Braithwaite pleaded not guilty, but despite evidence from other prisoners that confirmed his side of the story, a general court martial of five British Army officers, convicted him of mutiny and conferred a sentence of death by firing squad. The three other soldiers on trial, all Australians, received the same sentence. The decision of the court martial was sent to the commander of the British Expeditionary Force, General Douglas Haig, for approval but was accompanied by a recommendation from the convening officer that the sentences be reduced to a 10-year term of imprisonment.

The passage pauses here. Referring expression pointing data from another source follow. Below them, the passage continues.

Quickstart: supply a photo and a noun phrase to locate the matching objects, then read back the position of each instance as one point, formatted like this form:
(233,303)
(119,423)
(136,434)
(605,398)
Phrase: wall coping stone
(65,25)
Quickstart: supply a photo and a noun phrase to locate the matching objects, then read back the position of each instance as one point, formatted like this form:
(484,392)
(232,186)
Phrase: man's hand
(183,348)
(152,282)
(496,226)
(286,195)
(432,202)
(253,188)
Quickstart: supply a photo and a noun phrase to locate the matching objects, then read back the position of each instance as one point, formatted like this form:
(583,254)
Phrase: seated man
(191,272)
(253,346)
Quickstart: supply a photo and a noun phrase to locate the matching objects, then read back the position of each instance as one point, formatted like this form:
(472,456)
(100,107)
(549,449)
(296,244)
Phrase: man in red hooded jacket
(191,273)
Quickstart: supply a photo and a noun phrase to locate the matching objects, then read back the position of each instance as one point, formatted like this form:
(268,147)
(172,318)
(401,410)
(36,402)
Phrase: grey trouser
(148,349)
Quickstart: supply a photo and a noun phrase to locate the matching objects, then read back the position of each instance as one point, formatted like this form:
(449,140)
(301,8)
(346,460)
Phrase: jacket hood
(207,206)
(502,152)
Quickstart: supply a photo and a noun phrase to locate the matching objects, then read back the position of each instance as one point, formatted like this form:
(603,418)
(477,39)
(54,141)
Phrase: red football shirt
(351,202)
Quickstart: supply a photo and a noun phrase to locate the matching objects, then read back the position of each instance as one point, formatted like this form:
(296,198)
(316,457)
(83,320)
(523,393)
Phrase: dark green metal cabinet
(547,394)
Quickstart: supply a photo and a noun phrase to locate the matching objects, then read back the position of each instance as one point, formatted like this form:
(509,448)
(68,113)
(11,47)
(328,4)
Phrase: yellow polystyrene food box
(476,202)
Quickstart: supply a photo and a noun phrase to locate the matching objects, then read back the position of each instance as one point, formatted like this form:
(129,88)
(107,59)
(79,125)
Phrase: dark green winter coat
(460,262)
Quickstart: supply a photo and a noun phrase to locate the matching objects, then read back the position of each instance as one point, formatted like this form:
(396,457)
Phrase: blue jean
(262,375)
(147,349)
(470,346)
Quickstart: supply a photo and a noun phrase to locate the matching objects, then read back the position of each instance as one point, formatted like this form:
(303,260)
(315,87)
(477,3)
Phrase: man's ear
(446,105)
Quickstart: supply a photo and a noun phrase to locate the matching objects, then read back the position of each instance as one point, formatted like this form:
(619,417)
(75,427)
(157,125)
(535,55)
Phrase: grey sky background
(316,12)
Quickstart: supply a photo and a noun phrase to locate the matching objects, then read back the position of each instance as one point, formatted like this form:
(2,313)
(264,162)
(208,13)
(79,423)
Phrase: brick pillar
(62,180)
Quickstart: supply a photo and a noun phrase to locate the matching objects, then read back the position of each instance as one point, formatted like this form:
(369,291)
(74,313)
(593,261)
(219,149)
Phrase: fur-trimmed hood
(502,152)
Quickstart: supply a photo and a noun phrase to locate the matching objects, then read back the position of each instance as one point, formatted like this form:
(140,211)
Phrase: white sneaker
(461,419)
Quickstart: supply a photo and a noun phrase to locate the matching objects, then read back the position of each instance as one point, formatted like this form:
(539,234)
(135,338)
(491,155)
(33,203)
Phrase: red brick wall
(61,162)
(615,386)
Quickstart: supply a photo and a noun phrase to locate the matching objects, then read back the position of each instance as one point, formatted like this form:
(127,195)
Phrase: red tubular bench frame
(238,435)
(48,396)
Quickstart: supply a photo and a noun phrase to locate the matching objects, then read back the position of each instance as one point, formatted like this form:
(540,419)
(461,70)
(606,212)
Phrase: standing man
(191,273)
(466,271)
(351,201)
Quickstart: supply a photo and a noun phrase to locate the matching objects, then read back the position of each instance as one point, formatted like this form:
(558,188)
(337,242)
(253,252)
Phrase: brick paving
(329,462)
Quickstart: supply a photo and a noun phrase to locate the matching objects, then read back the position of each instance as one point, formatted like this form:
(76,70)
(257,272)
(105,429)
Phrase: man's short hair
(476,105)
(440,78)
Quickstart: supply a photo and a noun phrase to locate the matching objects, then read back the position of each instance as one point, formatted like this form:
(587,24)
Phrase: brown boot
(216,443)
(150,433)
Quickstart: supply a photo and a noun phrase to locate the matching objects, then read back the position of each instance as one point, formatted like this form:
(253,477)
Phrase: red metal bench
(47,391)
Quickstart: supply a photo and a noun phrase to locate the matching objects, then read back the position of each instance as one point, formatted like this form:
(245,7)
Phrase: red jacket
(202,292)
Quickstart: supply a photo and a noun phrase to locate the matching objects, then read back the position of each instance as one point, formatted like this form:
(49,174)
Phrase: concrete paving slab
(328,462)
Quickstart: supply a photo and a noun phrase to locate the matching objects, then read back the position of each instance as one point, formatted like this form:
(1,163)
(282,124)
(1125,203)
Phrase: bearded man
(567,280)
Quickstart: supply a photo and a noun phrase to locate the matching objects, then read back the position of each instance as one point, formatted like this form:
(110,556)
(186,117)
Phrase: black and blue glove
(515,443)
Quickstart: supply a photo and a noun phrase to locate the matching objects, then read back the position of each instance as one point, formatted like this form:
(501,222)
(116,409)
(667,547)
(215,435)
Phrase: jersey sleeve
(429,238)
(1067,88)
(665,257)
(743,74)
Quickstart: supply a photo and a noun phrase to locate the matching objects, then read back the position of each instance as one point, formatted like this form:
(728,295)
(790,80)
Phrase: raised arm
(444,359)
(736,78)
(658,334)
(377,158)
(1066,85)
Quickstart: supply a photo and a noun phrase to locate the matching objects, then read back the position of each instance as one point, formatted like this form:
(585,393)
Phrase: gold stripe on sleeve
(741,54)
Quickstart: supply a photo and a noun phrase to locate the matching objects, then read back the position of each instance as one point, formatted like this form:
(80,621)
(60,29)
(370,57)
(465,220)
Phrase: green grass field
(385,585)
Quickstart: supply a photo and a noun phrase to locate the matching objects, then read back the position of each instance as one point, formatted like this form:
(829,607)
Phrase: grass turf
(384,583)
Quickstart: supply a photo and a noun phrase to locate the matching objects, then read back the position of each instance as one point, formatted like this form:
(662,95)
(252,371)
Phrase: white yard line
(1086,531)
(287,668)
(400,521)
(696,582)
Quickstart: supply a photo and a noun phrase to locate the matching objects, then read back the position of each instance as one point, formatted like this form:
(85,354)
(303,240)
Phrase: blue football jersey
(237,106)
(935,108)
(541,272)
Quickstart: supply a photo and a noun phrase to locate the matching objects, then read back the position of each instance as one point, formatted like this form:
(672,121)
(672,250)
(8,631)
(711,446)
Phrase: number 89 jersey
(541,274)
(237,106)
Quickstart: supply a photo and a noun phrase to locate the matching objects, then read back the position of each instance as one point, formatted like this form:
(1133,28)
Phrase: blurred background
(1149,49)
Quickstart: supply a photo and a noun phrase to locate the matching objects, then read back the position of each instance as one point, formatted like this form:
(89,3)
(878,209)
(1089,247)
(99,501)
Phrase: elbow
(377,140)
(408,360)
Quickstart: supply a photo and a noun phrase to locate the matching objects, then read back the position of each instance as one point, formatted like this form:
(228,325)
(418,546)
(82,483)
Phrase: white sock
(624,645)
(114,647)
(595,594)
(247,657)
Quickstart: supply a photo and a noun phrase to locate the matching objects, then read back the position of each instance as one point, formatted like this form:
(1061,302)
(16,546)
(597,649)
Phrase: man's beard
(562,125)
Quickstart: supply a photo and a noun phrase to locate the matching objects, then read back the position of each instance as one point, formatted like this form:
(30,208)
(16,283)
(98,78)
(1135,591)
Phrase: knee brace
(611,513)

However, Haig, who in dealing with these matters favoured confirming the death sentence for the perceived ringleader while commuting similar sentences for other soldiers involved in the same incident, deemed Braithwaite the responsible party for the mutiny and as was his habit, confirmed the sentence of death. The sentences passed onto the Australians were commuted to two-years punishment with hard labour. Braithwaite was shot by a firing squad early in the morning of 29 October 1916. The only New Zealand soldier executed for mutiny during the war, he is buried in the St Sever Cemetery Extension in the city of Rouen.

==Legacy==
The execution of Braithwaite received little publicity at the time. Even immediately after the war, when the New Zealand government became aware of the severity of his treatment compared to the Australian mutineers, it decided to keep the release of information of the circumstances of his fate to a minimum. However, by the 1980s the injustice of Braithwaite's treatment was widely known and in September 2000, the New Zealand Parliament passed a bill, the Pardon for Soldiers of the Great War Act 2000, that pardoned Braithwaite and four other New Zealand soldiers that were executed during the war.